The house has already passed a bill, the HEROES Act, that would provide more stimulus money to Americans. And appetite is high among the Democratic-controlled chamber for an additional payment to struggling families. In the Republican-controlled senate, however, lawmakers have expressed concerns about the cost of additional stimulus money. And the HEROES Act has actually been declared dead-on-arrival by Senate Majority Leader Mitch McConnell, although the Kentucky Republican hasn't ruled out the possibility of providing more stimulus funds.
If the Senate can negotiate a deal for a stimulus bill that both Republicans and Democrats can live with, they'll have just a short time to pass it -- and Aug. 8 is the likely deadline. That's because the Senate is set to recess on that day and won't reconvene again until Sept. 8.

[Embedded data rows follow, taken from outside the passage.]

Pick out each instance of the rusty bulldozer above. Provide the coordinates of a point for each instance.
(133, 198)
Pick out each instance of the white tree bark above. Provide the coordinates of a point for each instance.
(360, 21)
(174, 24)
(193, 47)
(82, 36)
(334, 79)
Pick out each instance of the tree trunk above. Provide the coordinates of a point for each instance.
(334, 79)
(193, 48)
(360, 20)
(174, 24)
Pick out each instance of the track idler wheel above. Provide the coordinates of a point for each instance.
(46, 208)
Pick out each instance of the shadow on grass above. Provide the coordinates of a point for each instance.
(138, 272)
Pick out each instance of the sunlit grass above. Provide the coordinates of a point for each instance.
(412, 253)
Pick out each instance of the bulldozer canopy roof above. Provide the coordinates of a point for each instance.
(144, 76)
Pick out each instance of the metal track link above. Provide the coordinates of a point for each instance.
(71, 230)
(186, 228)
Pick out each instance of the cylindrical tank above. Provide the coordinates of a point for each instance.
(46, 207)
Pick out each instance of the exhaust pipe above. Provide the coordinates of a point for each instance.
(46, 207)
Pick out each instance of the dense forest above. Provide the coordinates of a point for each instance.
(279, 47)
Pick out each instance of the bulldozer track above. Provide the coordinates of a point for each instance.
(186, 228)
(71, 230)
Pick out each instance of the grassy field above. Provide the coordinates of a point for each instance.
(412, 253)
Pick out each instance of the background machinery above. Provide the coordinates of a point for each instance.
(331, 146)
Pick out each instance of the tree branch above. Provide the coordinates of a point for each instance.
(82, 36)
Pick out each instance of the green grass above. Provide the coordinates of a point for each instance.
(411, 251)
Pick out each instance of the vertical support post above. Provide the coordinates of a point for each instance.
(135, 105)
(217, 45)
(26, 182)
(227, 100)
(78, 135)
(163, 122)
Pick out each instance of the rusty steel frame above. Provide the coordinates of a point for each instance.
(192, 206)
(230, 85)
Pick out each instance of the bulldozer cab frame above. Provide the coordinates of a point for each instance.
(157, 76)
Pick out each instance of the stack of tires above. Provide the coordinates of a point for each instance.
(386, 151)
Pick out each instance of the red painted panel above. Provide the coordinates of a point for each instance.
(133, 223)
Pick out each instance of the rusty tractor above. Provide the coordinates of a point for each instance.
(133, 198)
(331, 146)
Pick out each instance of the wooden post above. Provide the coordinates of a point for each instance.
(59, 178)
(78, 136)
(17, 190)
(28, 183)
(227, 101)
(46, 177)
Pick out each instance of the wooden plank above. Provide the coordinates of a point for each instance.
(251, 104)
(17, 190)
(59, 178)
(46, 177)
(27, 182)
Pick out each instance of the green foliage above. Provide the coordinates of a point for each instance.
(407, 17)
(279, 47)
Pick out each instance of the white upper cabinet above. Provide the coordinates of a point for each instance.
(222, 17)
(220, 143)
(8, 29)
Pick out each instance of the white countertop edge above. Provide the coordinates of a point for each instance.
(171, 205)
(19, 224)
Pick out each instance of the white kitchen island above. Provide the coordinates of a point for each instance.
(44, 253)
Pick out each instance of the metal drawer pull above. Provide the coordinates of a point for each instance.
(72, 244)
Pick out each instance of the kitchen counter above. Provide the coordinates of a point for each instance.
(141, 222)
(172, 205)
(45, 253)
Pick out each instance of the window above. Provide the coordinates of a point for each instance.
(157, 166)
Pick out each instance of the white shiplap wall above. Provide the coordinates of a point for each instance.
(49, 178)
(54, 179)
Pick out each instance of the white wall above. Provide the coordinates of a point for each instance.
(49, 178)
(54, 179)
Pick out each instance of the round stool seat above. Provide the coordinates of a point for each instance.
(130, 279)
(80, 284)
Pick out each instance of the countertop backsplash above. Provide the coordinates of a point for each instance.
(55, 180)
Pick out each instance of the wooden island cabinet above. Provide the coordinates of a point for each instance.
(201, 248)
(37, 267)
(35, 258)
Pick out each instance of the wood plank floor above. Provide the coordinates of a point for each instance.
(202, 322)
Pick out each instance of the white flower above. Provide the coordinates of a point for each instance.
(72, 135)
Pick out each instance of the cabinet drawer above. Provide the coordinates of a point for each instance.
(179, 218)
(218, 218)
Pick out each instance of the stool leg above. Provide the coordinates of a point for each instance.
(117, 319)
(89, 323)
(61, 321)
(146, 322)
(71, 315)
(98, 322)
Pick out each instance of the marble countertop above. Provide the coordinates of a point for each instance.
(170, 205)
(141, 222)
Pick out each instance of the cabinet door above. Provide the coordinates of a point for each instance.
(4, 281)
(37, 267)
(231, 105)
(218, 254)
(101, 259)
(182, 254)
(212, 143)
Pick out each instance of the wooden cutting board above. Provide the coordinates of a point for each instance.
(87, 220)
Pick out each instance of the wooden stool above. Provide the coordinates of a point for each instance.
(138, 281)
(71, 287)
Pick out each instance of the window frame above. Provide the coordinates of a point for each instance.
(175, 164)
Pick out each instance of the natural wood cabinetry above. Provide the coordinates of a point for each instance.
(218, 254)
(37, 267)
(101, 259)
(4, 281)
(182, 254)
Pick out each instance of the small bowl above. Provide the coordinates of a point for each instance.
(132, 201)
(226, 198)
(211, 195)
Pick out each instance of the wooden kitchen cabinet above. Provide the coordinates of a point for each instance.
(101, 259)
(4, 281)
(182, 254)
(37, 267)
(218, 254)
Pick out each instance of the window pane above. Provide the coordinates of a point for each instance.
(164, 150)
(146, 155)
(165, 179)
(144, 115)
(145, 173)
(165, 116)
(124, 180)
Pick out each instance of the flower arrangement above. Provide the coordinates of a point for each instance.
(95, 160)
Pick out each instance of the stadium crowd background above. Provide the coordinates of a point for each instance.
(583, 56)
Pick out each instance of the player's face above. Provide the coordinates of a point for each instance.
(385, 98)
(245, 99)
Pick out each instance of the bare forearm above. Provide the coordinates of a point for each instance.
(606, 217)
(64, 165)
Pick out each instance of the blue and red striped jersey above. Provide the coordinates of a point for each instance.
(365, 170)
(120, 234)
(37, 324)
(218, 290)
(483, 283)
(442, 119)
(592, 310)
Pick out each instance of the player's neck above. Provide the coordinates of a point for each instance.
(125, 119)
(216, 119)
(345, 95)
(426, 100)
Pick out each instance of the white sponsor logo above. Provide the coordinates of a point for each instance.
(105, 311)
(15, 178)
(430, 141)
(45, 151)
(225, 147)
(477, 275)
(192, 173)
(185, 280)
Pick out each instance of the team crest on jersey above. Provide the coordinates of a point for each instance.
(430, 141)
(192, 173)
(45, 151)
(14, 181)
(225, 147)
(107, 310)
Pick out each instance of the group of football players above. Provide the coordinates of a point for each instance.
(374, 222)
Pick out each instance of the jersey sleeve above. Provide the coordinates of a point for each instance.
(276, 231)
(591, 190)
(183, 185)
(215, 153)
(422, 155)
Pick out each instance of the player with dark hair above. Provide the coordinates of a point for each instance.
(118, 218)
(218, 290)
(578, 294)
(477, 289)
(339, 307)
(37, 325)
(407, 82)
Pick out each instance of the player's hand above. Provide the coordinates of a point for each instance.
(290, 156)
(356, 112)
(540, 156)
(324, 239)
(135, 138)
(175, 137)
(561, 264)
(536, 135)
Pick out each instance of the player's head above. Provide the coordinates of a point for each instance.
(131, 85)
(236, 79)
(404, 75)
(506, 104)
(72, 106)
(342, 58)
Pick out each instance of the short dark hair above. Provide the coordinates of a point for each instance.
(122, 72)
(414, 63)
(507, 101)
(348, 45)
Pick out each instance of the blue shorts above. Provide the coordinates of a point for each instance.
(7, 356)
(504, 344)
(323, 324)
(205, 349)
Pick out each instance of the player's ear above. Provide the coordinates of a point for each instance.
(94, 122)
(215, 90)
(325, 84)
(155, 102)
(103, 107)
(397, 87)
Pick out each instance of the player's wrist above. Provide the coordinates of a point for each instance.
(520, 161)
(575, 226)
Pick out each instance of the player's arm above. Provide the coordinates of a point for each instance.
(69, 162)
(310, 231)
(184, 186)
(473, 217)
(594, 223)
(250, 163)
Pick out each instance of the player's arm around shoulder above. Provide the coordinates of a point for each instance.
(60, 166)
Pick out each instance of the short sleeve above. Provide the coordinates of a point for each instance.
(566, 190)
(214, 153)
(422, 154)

A month long break is likely to kill most or all of the momentum for an additional stimulus payment, especially if unemployment continues to decline, more states keep opening up businesses, and the economy is on the road to recovery by fall. Of course, things could change if there's a second wave of the coronavirus when summer weather starts to wane. However, early indicators suggest there's little appetite for another lockdown, so even if coronavirus cases rise, the economy may not take as big a hit as it did the first time.
The deadline is also just weeks away from the Nov. 3 presidential election. That means that unless there's a major public health disaster, there's a good chance much of the focus in the Senate after returning from the August recess will have shifted to other priorities, including confirming as many judges as possible and aiming to fulfill items on President Donald Trump's wish list before the country decides if he'll stay in office for another four years.
So if you're hoping for more stimulus funds, pay close attention over the next few weeks because if the Senate recess arrives and no bill has been passed, the chances of a second COVID-19 payment are very slim.